Pleural, created by a team of students from Imperial College and the Royal College of Art in London, administers chest physiotherapy via a silicone cup which is attached to the chest to help mobilise mucus from the lungs.
The team say they hope the device could be used to help people suffering from conditions such as asthma, cystic fibrosis and bronchiectasis.
By winning the national league of the annual engineering awards, Pleural will receive £5,000 as well as progressing to the international stage of the competition.
Rumyana Dancheva, senior design engineer at Dyson and UK national judge for the James Dyson Awards, said: “Pleural targets a real-life problem with a compelling solution, which was well communicated through research, test data and physical prototypes.
“It was great to see that the development was driven by putting the user in the centre of the design.

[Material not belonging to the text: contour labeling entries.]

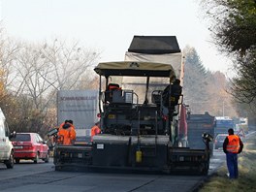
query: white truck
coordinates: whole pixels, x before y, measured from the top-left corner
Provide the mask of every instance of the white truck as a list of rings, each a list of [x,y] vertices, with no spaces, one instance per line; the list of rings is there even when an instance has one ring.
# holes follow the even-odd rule
[[[14,146],[11,138],[15,133],[10,133],[6,123],[5,115],[0,109],[0,162],[4,163],[8,169],[14,168]]]
[[[90,128],[99,121],[99,91],[60,90],[57,94],[57,122],[60,125],[66,119],[73,120],[77,142],[90,141]]]

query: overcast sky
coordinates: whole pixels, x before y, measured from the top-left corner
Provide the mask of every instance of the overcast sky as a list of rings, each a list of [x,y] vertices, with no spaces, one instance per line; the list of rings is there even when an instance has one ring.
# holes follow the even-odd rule
[[[9,36],[25,41],[79,40],[102,52],[101,61],[124,59],[134,35],[176,36],[194,47],[203,65],[226,73],[229,64],[210,42],[196,0],[0,0]]]

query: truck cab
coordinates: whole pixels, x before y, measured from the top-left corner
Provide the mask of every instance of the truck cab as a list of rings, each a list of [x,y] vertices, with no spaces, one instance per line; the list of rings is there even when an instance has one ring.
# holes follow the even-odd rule
[[[14,168],[14,146],[11,139],[15,133],[11,133],[6,123],[5,115],[0,109],[0,162],[8,169]]]

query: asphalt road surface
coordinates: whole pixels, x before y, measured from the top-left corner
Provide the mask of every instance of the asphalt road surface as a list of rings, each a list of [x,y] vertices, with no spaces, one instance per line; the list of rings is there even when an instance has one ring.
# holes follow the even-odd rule
[[[225,162],[221,150],[214,150],[210,160],[209,175]],[[43,161],[20,161],[14,169],[0,165],[0,191],[6,192],[129,192],[172,191],[190,192],[204,182],[206,176],[135,175],[106,173],[55,172],[52,159]]]

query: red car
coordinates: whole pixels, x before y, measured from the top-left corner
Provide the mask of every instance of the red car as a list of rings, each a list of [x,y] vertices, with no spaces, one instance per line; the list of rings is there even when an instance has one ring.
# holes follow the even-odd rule
[[[16,133],[13,145],[16,163],[19,163],[20,159],[31,159],[34,163],[38,163],[40,159],[48,162],[48,146],[37,133]]]

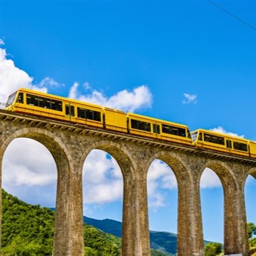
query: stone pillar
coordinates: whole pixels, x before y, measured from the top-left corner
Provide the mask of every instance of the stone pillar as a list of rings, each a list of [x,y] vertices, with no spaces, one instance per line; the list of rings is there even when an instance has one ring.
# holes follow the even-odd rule
[[[189,175],[178,172],[178,256],[204,255],[200,186]]]
[[[84,256],[82,172],[61,155],[56,159],[58,169],[54,256]]]
[[[150,255],[147,181],[136,172],[123,175],[123,256]]]
[[[239,181],[237,179],[236,181]],[[239,180],[242,181],[242,180]],[[226,184],[224,192],[224,253],[249,255],[243,186]]]

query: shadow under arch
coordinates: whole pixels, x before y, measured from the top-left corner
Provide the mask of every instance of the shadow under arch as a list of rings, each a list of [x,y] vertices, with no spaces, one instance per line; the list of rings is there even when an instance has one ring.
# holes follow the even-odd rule
[[[200,183],[202,174],[206,168],[209,168],[216,173],[221,182],[224,192],[225,192],[225,190],[227,189],[230,189],[230,186],[233,189],[238,188],[239,184],[236,181],[235,175],[233,173],[232,170],[227,164],[219,160],[211,160],[202,166],[201,169],[200,169],[197,184]]]
[[[54,221],[54,239],[53,253],[54,255],[63,254],[70,251],[70,232],[72,221],[69,216],[70,203],[69,199],[72,193],[70,181],[66,179],[72,171],[72,157],[65,144],[51,132],[40,128],[23,128],[9,135],[3,142],[0,148],[0,175],[2,180],[2,160],[10,143],[15,139],[28,138],[38,142],[45,146],[53,156],[57,169],[57,192],[56,203],[56,218]],[[68,189],[67,189],[68,187]],[[1,202],[2,207],[2,202]],[[1,215],[2,218],[2,215]],[[81,226],[82,227],[82,226]],[[2,230],[1,230],[2,232]]]
[[[80,171],[83,170],[84,163],[88,154],[93,149],[99,149],[111,154],[118,163],[123,174],[123,178],[128,174],[132,175],[133,176],[134,175],[133,170],[136,168],[136,163],[130,152],[120,144],[108,140],[94,142],[85,148],[84,152],[79,160],[78,169]]]
[[[138,177],[137,164],[131,152],[125,146],[115,142],[102,140],[84,148],[84,152],[79,160],[79,170],[82,172],[87,156],[95,149],[102,150],[114,157],[122,172],[123,193],[121,254],[129,255],[131,254],[130,251],[142,250],[143,245],[141,245],[144,241],[144,237],[140,236],[141,228],[139,227],[144,224],[144,218],[142,220],[140,219],[139,214],[140,204],[136,203],[138,191],[140,189],[136,181]]]
[[[238,253],[241,248],[245,246],[242,208],[244,201],[243,198],[241,198],[239,184],[232,167],[220,160],[210,160],[206,161],[200,170],[198,184],[200,184],[202,174],[206,168],[211,169],[218,175],[223,188],[224,253]]]
[[[199,191],[194,184],[189,166],[178,154],[160,151],[154,154],[145,166],[147,176],[150,165],[156,159],[166,163],[173,171],[178,184],[178,254],[193,254],[203,250],[202,221],[200,207],[196,200]],[[191,239],[187,239],[188,237]]]

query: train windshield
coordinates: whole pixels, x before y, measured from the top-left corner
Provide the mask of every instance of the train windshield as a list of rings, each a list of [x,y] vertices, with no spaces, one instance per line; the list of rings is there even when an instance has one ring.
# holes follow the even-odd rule
[[[192,141],[193,141],[193,142],[194,142],[195,140],[197,140],[197,133],[191,133],[191,137],[192,137]]]
[[[6,102],[6,106],[8,107],[8,105],[11,105],[14,103],[15,96],[16,96],[17,92],[14,93],[13,94],[10,95],[8,97],[8,99]]]

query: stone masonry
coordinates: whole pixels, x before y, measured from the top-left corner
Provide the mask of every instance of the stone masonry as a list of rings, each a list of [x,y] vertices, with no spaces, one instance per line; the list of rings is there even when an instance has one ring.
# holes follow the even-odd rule
[[[82,169],[93,149],[110,154],[123,174],[123,256],[150,255],[147,174],[155,159],[177,178],[178,256],[204,254],[200,181],[206,167],[223,185],[225,254],[248,255],[244,187],[248,175],[256,178],[256,160],[0,111],[1,181],[5,151],[17,138],[39,142],[56,161],[54,256],[84,256]]]

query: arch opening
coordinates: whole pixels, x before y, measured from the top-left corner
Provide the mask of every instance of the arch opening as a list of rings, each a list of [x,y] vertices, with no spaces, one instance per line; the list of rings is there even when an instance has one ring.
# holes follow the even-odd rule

“I am pleased that Pleural is this year’s UK national winner and I am very much looking forward to seeing how this project will develop over time.”
Daniel Hale, engineering lead for Pleural, said: “Winning the James Dyson award means that we’ll be able to develop Pleural and take this product to those affected by mucus-related respiratory health conditions, impacting their lives for the better.
“The James Dyson Award represents the forefront of innovation to us, particularly in the UK, and has been something we’ve all tracked as long as we’ve been designers.
“It’s a huge honour that Pleural has been selected as the UK National Winner in 2023 to join many of the proposals we’ve admired over the years, and we look forward to developing Pleural further.”